International Journal of Humanoid Robotics
- Discipline: Robotics, engineering
- Language: English

Publication details
- Publisher: World Scientific
- Frequency: Quarterly
- Impact factor: 0.908 (2017)

Standard abbreviations
- ISO 4: Int. J. Humanoid Robot.

Indexing
- ISSN: 0219-8436 (print) 1793-6942 (web)
- OCLC no.: 648909734

Links
- Journal homepage; Online archive;

= International Journal of Humanoid Robotics =

The International Journal of Humanoid Robotics is a quarterly peer-reviewed scientific journal covering the development of intelligent humanoid robots, both theoretical and practical, with an emphasis on future projections. Some areas covered include design, mental architecture, kinematics, visual perception and human–robot interaction. It was established in 2004 and is published by World Scientific.
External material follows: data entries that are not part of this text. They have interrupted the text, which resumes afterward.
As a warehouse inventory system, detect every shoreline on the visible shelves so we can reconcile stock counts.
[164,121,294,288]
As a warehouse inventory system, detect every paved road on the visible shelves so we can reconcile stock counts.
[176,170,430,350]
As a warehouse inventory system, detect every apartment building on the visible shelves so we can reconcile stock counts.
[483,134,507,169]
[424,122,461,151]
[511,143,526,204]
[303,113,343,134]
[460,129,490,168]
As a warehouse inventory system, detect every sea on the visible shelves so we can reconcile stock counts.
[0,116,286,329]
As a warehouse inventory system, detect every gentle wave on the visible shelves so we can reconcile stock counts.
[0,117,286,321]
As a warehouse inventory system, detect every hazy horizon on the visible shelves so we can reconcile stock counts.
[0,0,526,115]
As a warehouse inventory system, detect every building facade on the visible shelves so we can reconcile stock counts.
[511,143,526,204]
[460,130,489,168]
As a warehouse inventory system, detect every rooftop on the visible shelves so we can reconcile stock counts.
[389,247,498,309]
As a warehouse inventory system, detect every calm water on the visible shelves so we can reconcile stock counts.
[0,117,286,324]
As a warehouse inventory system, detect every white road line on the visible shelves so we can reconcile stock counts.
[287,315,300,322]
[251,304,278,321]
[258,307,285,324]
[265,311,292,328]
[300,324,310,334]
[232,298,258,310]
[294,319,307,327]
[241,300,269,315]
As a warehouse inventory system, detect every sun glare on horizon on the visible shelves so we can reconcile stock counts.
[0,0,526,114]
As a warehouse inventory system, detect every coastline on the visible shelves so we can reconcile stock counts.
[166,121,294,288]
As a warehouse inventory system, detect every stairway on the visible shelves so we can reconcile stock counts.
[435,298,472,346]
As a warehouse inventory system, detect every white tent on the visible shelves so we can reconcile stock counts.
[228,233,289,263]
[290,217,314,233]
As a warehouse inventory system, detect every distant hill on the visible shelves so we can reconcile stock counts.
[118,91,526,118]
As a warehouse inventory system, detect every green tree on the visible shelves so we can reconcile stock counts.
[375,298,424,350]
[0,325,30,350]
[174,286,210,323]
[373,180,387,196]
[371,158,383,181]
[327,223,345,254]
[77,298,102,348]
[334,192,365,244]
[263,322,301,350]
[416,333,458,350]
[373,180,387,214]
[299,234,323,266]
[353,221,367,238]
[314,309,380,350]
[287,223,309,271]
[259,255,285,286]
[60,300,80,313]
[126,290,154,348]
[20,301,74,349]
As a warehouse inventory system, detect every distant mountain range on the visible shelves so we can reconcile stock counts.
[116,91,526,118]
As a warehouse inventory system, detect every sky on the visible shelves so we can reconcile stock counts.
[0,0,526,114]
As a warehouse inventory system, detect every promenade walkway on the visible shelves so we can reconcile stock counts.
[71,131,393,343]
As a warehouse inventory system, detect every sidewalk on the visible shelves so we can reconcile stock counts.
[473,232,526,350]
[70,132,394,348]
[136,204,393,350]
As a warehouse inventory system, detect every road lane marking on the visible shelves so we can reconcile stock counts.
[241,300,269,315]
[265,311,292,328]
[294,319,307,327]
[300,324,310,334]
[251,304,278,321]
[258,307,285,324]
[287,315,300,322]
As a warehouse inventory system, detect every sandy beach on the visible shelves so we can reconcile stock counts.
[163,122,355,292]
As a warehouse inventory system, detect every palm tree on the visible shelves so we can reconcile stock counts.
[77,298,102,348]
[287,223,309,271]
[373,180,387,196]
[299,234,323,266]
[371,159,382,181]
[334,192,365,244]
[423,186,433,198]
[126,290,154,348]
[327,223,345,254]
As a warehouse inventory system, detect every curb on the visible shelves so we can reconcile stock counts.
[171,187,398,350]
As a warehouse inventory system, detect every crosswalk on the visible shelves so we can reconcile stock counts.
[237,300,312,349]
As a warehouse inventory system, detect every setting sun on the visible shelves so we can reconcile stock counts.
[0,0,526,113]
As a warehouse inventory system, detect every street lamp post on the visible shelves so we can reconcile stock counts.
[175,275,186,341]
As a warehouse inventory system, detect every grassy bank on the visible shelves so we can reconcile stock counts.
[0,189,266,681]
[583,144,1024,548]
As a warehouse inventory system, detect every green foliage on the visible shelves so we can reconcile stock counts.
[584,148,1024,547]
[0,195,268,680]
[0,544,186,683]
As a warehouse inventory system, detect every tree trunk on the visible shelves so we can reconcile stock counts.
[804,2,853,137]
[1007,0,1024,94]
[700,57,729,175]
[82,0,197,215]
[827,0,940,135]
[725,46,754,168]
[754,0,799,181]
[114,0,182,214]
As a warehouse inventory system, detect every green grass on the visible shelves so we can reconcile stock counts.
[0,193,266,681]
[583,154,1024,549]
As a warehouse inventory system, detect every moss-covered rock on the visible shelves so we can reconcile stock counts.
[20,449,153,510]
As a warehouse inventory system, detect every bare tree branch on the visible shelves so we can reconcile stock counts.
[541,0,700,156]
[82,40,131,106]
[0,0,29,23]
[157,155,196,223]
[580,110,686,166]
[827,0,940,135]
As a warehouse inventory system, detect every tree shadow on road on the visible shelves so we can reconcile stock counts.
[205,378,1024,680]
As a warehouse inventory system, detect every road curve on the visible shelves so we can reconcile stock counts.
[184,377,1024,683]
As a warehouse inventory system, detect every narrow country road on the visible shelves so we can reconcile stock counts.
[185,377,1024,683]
The editors-in-chief are Ming Xie (Nanyang Technological University), Juyang Weng (Michigan State University), and Jean-Guy Fontaine (Istituto Italiano di Tecnologia).

== Abstracting and indexing ==
The journal is abstracted and indexed in Compendex, Science Citation Index Expanded, Current Contents/Engineering, Computing, and Technology, Inspec, and Scopus. According to the Journal Citation Reports, the journal has a 2012 impact factor of 0.368.